Si nous pouvons parler dans ce dossier de « justice élémentaire », c’est que derrière la pénibilité des métiers, en trame de fond, se trouve la mortalité différentiée des classes socio-professionnelles. Bien documentée elle aussi, cette différence de longévités entre groupes sociaux présente des écarts substantiels entre les classes basses et les plus élevées, au profit – qui ne s’en serait pas douté – de ces dernières. Pour ne prendre qu’un exemple, à 35 ans, un ouvrier français peut espérer vivre encore 39 ans contre 46 ans pour un cadre supérieur (Isabelle Robert-Bobée et Christian Monteil, Quelles évolutions des différentiels sociaux de mortalité pour les femmes et les hommes ? INSEE, 2005). Ces sept années de différences ont évidemment un impact majeur sur les problématiques de retraite puisque le cadre bénéficie, en temps pour ne pas parler des montants, de près du double de retraite que l’ouvrier (16 ans contre 9 ans de retraite, à 65 ans). Pris dans son ensemble, ce phénomène de différentiels de mortalité produit dans la plupart des systèmes de retraite une solidarité à l’envers, avec des transferts massifs des plus pauvres vers les plus riches.
Mais plus encore que lutter contre cette injustice sociale, c’est l’idée en elle-même qu’il faut tenir compte de la carrière professionnelle dans la fixation de l’âge de départ possible à la retraite, et donc permettre à ceux qui ont des conditions de travail pénible de cotiser moins longtemps que les autres, qui rencontre un très fort soutien dans la population.

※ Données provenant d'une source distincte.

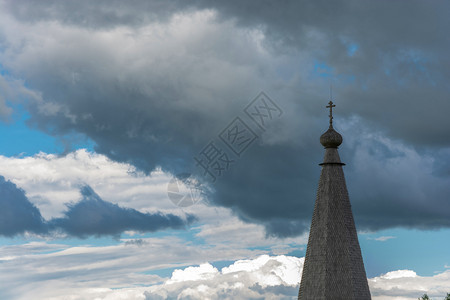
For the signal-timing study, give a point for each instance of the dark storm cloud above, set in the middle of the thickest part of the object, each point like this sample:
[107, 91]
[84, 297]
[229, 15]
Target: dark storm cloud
[90, 216]
[17, 213]
[94, 216]
[156, 96]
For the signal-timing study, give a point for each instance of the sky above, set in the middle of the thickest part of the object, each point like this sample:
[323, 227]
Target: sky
[170, 149]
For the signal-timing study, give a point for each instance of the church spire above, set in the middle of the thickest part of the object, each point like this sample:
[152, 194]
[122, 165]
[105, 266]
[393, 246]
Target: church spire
[333, 267]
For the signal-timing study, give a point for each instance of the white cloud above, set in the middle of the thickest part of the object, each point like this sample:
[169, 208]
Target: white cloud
[406, 284]
[50, 181]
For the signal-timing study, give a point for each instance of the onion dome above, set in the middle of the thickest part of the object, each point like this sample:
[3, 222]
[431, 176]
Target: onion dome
[331, 138]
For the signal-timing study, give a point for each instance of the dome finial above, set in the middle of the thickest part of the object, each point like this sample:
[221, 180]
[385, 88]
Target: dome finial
[330, 106]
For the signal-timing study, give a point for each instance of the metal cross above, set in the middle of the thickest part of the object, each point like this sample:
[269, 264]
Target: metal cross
[330, 106]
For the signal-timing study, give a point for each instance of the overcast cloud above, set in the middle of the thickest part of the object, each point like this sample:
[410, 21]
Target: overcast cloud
[152, 83]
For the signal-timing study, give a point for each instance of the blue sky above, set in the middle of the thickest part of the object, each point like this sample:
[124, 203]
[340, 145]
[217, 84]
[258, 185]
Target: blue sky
[101, 105]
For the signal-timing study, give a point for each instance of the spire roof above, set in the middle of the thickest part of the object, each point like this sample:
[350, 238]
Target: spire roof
[333, 267]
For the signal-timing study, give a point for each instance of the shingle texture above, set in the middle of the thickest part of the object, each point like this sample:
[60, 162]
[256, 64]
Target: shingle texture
[334, 267]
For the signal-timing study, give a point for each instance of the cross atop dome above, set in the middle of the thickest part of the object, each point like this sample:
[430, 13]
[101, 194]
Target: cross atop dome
[330, 106]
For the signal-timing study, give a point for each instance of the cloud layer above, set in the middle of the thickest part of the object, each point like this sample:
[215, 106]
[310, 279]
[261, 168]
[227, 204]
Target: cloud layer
[91, 216]
[152, 83]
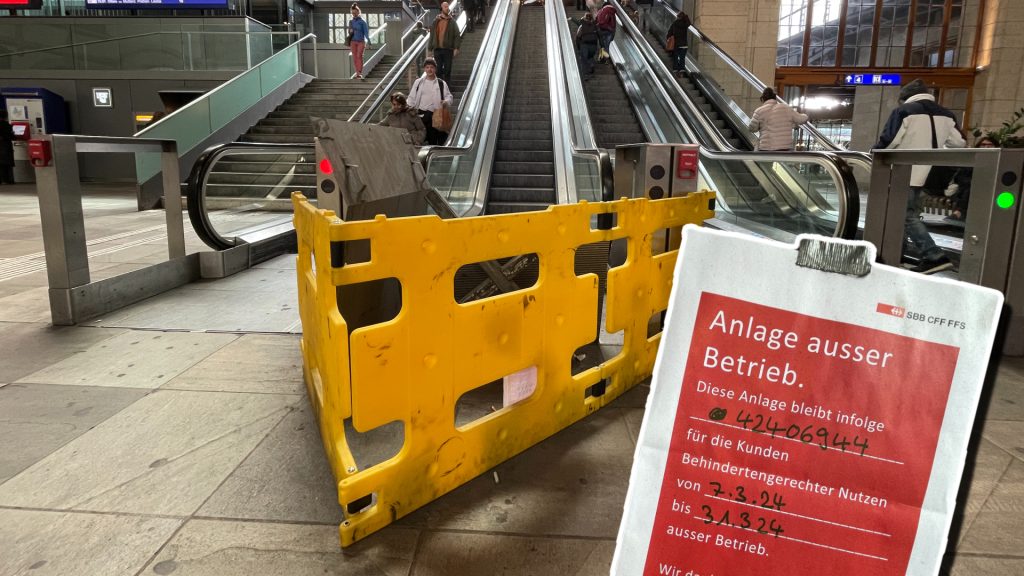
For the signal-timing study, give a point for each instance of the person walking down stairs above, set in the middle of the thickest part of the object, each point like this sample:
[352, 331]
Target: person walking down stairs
[358, 34]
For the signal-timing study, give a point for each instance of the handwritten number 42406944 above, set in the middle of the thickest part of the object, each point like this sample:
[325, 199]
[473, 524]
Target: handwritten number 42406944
[820, 437]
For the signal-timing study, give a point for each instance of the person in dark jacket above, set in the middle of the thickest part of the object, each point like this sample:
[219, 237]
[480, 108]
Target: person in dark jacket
[606, 25]
[403, 117]
[587, 45]
[920, 123]
[6, 150]
[679, 33]
[444, 42]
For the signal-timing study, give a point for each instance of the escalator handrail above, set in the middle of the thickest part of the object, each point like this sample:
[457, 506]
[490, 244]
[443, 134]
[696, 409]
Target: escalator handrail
[750, 77]
[849, 200]
[503, 26]
[838, 168]
[657, 67]
[196, 186]
[566, 92]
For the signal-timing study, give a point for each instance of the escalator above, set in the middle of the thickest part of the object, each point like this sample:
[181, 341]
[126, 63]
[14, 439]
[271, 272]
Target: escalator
[774, 195]
[523, 173]
[241, 192]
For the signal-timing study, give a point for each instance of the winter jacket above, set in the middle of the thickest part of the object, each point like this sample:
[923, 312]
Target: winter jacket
[360, 31]
[909, 127]
[451, 40]
[774, 121]
[679, 29]
[587, 33]
[606, 17]
[410, 121]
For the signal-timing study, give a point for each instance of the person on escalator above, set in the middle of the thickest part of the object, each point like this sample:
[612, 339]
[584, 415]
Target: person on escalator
[358, 38]
[678, 39]
[444, 42]
[605, 29]
[470, 7]
[774, 123]
[429, 94]
[407, 118]
[587, 45]
[920, 123]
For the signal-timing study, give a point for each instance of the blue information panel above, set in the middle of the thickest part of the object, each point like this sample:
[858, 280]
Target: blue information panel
[872, 79]
[157, 4]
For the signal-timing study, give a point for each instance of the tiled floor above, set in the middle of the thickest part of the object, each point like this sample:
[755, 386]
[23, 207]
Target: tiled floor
[140, 444]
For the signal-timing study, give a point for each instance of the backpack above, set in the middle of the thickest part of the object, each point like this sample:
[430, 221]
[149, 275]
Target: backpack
[939, 177]
[587, 33]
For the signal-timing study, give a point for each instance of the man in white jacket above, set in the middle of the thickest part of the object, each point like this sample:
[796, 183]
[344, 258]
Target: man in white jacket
[920, 123]
[775, 122]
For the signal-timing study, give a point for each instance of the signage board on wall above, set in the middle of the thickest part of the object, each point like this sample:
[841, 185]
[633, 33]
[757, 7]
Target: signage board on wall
[872, 79]
[812, 422]
[20, 4]
[158, 4]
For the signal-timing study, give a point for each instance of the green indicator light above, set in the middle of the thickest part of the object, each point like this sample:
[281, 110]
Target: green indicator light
[1006, 200]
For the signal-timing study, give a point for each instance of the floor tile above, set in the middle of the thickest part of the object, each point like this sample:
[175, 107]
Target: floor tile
[254, 280]
[284, 261]
[571, 484]
[1007, 435]
[164, 454]
[208, 547]
[136, 359]
[286, 478]
[634, 419]
[978, 566]
[488, 554]
[36, 419]
[1008, 394]
[29, 347]
[48, 543]
[254, 363]
[996, 528]
[990, 464]
[187, 309]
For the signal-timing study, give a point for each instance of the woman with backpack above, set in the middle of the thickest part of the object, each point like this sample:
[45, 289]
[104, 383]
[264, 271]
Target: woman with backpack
[676, 42]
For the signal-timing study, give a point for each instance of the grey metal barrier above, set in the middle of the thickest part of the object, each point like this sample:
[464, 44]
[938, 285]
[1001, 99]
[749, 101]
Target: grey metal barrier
[74, 296]
[992, 252]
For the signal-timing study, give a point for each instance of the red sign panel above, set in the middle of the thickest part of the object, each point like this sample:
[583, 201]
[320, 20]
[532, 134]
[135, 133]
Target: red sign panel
[798, 446]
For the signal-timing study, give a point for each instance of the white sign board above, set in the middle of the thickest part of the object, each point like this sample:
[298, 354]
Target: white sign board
[809, 413]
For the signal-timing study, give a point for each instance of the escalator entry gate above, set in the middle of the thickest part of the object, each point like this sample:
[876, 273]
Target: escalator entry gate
[411, 369]
[656, 170]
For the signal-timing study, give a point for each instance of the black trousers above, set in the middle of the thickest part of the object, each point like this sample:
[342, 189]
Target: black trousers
[443, 58]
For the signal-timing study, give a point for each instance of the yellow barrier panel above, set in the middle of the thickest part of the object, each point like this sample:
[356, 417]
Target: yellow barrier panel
[414, 368]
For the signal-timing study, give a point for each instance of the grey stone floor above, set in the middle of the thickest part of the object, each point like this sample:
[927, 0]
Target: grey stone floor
[142, 445]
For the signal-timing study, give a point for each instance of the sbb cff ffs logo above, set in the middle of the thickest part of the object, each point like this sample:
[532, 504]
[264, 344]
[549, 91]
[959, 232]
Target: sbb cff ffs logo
[898, 312]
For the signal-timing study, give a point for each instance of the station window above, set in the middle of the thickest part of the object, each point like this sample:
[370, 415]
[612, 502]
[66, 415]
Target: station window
[876, 33]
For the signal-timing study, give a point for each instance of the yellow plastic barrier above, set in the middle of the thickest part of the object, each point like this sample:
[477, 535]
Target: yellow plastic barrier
[415, 367]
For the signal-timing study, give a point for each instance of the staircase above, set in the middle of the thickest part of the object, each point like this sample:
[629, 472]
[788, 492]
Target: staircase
[270, 175]
[697, 95]
[523, 175]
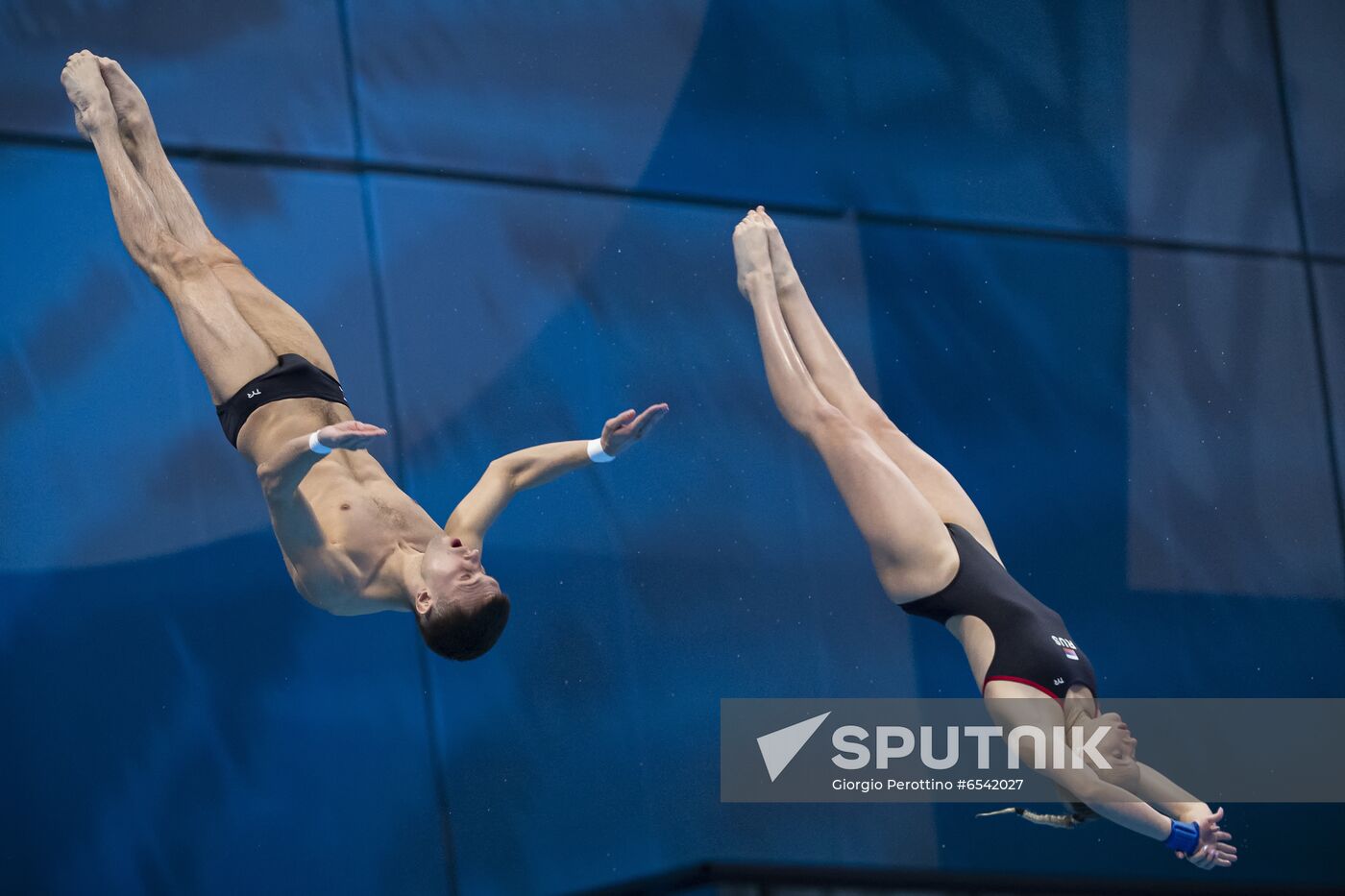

Et à ceux qui craindraient l’instauration de « régimes spéciaux » à la française, qui ont mauvaise presse faute d’avoir su s’adapter pour certains aux évolutions technologiques – on peut légitimement se demander si de la locomotive à charbon au TGV, on n’a pas changé la profession du cheminot – on demandera de ne pas verser dans le sarkozysme ambiant qui consiste, au motif de s’attaquer aux effets pervers d’un dispositif, d’en démanteler le cœur qui a pourtant fait ses preuves. En ce sens, et au plus près de nos préoccupations présentes, on rappellera qu’en France, au moins, il existe un régime spécial pour le personnel hospitalier… Par ailleurs, cette crainte n’est pas vraiment fondée dans le cadre des professions affiliées à nos caisses puisque si l’on considère les catégories principales concernées par la pénibilité à l’Etat de Genève (aides-soignantes, infirmières, nettoyeurs, etc.), à moins d’être à terme remplacées par des robots, et alors le problème disparaîtrait de lui-même, ou de fermer les hôpitaux à 18h00, on voit mal comment celles-là pourraient à l’avenir s’épargner ce qui fait la pénibilité de leur métier.
Et à ceux qui estimeraient que la pénibilité est déjà prise en compte dans le salaire, soit par le Système d’évaluation des fonctions SEF), qui attribue des point aux contraintes physique dans l’élaboration de la classe salariale, soit par l’octroi d’une indemnité horaire forfaitaire pour les heures de nuit et de week-end, on répondra :
sur le premier point : que la prise en compte des contraintes physiques permettent d’attribuer seulement une classe et demie de traitement supplémentaire à celui ou celle qui obtient le score le plus haut, sur une amplitude totale de la grille salariale de 29 classes (à titre de comparaison, les facteurs « formation » ou « responsabilité » permettent de différencier les fonctions d’au moins 6 ou 7 classes) ; et que l’attribution des points pour contraintes physiques, qui date de la fin des années 70, est tributaire des représentations de l’époque et sous-estime manifestement la pénibilité des métiers très majoritairement féminin, comme les aides-soignantes pour ne prendre qu’un exemple ;
sur le deuxième point : simplement que les indemnités en question, pour modestes qu’elles sont, ne sont pas soumises à la LPP et n’ont donc aucun impact sur les prestations futures de retraite ; ou si, mais indirectement, en créant un écart plus grand que pour les autres assurés entre le salaire effectif et la rente, cette dernière se calculant sur le salaire assuré qui ne comprend pas les indemnités et ne reflète donc qu’imparfaitement le niveau de vie acquis (dont c’est l’objectif de la LPP de le maintenir dans une mesure adéquate après la retraite) ;
On voit donc, encore une fois, qu’il n’y a pas de véritable obstacle à la prise en compte de la pénibilité, bien au contraire : une nécessité.